Bitcoin, the world's first and largest cryptocurrency, crashed below the key $20,000 psychological level on June 18 as investors continued to shy away from riskier assets amid concerns of rising interest rates as central banks try to rein in inflation.

The digital token has since pared back its losses and was trading at $20,732.66 as of 8.45pm UAE time on Tuesday, CoinMarketCap reported. Still, it is down more than two thirds from its peak of almost $68,000 last November.

The challenge for traditional financial services firms is how to adopt and incorporate DeFi into their services, in a way that still keeps their obligations with the customer to act with due care and diligence
Wai-Lum Kwok, senior executive director at Abu Dhabi Global Market's Financial Services Regulatory Authority

This is holding back companies from investing in DeFi, although only on a short-term basis, said Mr Kwok, and regulators such as the FSRA and ADGM cannot offer any opinions on the merit of investing in any financial product.

However, the latest cryptocurrency spiral is a step in potentially rectifying issues within the industry, which would ultimately improve the market going forward.
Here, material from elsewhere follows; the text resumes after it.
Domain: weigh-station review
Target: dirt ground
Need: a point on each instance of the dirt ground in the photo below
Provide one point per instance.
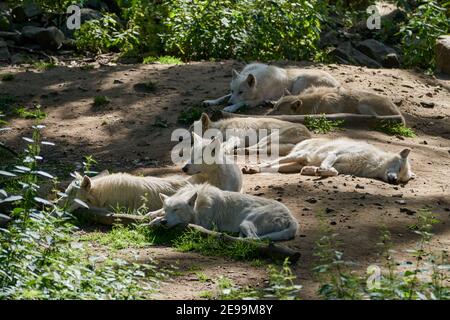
(122, 137)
“The correction that we are seeing in today’s crypto market could accelerate regulation of the market, providing more clarity and confidence to institutional investors to come in a bigger way,” he said.

ADGM, which recently issued a discussion paper on DeFi and opened its latest sandbox programme for FinTech firms to pitch their ideas on decentralised applications, is moving to start conversations within the industry to help realise its full potential.

Until the risks are properly addressed, DeFi's growth will be stunted, Mr Kwok said.

“The end game is to work with industry participants to come up with an appropriate regulatory framework for DeFi that is robust and yet sensible and workable for the industry,” he said.

“We do not claim to have all the answers. We need to validate our opinions, views and policies with inputs from the industry.”